The multiple sequence alignment of DevS of M. smegmatis with its homologs in M. tuberculosis. Amino acid sequences of DevS from M. smegmatis (Msm_DevS) and DosT (Mtb_DosT) and DevS (Mtb_DevS) from M. tuberculosis were aligned. Numbering was done using DevS of M. smegmatis. The arrows and coils above the aligned sequences indicate the elements of the secondary structure of the DevS GAF-B domain. Conserved residues are shown by the gray background. The putative transmembrane motifs, which were predicted with M. tuberculosis DevS, are denoted by thick lines below the alignment. The amino acid residues corresponding to those hydrogen bonded to a cyclic nucleotide in PDE2A and CyaB2 are indicated by the inverted triangles.
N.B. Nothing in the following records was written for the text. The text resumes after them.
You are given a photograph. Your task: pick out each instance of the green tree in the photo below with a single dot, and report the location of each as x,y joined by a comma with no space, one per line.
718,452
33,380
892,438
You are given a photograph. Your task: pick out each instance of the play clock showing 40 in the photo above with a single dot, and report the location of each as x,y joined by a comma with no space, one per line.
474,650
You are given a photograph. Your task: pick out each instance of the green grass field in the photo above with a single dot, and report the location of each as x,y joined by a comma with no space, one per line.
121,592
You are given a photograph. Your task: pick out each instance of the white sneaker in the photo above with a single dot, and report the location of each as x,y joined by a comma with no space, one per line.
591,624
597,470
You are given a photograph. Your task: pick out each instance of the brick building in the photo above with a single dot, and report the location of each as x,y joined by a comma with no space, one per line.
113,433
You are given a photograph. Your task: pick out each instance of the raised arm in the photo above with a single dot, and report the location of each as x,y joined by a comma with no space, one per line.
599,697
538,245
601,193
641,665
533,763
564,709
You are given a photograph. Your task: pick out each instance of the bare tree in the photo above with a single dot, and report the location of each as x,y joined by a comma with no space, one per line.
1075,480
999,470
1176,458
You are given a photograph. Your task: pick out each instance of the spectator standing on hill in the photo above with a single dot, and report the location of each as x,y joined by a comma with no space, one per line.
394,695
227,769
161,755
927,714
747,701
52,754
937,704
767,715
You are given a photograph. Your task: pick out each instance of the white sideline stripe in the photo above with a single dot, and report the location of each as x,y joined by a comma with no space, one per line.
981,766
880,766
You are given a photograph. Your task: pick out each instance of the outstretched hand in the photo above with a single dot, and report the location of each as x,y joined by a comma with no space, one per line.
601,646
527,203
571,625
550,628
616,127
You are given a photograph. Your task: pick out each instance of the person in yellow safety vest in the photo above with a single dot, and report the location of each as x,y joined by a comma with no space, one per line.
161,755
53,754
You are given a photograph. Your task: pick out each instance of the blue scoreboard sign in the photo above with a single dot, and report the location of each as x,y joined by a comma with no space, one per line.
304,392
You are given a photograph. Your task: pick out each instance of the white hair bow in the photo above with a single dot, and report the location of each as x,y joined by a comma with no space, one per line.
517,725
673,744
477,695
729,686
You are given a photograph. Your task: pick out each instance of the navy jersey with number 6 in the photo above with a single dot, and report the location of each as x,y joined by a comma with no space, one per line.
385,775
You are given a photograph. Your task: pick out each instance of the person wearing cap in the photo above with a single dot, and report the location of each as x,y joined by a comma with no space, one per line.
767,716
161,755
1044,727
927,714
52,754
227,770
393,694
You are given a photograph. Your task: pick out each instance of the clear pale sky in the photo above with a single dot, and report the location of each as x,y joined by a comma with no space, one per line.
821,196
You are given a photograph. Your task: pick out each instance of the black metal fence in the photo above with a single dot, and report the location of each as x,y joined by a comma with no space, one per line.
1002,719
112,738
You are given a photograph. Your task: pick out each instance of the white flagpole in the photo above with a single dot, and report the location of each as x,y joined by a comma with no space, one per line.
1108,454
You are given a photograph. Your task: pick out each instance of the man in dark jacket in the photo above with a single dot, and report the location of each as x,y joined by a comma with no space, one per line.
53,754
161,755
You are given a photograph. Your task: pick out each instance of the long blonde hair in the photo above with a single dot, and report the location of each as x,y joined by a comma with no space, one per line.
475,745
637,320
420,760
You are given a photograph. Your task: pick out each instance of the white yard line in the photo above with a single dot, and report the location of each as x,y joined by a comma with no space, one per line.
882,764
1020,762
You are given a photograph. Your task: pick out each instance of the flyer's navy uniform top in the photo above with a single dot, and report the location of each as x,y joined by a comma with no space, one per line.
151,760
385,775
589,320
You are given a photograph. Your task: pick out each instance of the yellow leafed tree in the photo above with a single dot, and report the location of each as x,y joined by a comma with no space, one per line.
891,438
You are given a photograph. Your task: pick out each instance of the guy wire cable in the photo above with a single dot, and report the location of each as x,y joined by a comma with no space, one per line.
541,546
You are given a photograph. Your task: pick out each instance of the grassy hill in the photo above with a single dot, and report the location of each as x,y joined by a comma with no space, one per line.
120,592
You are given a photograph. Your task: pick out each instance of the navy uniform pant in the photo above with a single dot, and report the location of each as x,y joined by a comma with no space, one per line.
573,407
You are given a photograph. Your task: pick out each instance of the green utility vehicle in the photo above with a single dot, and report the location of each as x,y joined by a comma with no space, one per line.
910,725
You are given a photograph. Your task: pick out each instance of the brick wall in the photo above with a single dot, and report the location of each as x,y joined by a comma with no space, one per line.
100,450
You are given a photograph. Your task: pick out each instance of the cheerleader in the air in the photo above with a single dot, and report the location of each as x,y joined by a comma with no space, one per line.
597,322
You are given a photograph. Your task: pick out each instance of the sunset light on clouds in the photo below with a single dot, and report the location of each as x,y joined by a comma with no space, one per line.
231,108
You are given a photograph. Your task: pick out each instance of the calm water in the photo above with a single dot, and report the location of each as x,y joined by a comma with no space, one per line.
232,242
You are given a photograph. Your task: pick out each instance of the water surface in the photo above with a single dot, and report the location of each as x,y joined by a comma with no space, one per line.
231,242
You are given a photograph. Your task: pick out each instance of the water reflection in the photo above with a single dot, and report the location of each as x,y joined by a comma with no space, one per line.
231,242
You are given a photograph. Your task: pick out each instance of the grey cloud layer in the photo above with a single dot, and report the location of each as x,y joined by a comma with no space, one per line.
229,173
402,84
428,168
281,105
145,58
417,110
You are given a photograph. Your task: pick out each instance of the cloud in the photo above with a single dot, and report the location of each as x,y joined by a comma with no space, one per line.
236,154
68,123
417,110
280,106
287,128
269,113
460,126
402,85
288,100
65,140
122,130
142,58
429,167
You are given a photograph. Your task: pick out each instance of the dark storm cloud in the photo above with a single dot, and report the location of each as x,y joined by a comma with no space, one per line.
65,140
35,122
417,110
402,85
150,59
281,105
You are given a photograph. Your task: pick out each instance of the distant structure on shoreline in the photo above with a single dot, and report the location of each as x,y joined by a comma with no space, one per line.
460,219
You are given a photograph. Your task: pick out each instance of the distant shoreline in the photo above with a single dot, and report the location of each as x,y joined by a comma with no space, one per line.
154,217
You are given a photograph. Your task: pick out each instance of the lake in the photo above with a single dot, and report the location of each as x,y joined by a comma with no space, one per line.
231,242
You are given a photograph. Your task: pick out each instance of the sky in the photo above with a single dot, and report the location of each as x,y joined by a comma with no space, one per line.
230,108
Multiple alignment was performed using ClustalW2 (http://www.ebi.ac.uk/Tools/clustalw2/) and visualized using ESPript (http://espript.ibcp.fr/ESPript/ESPript/).

FIG. 8.

Hydrophilic residues involved in the binding of cyclic nucleotides in the GAF domains. The residues presented on the β-sheets and the loop linked to the β5 strand are hydrogen bonded directly to the cyclic nucleotides in the GAF-B domain of PDE2A (S424, T492, and E512) (A) and the GAF-A domain (T105, T176, and Q196) (B) and GAF-B domain (T293, T363, and Q383) (C) of adenylyl cyclase CyaB2. These hydrophilic residues are replaced by hydrophobic ones in the GAF-B domain of DevS (L254, V334, and L314) (D).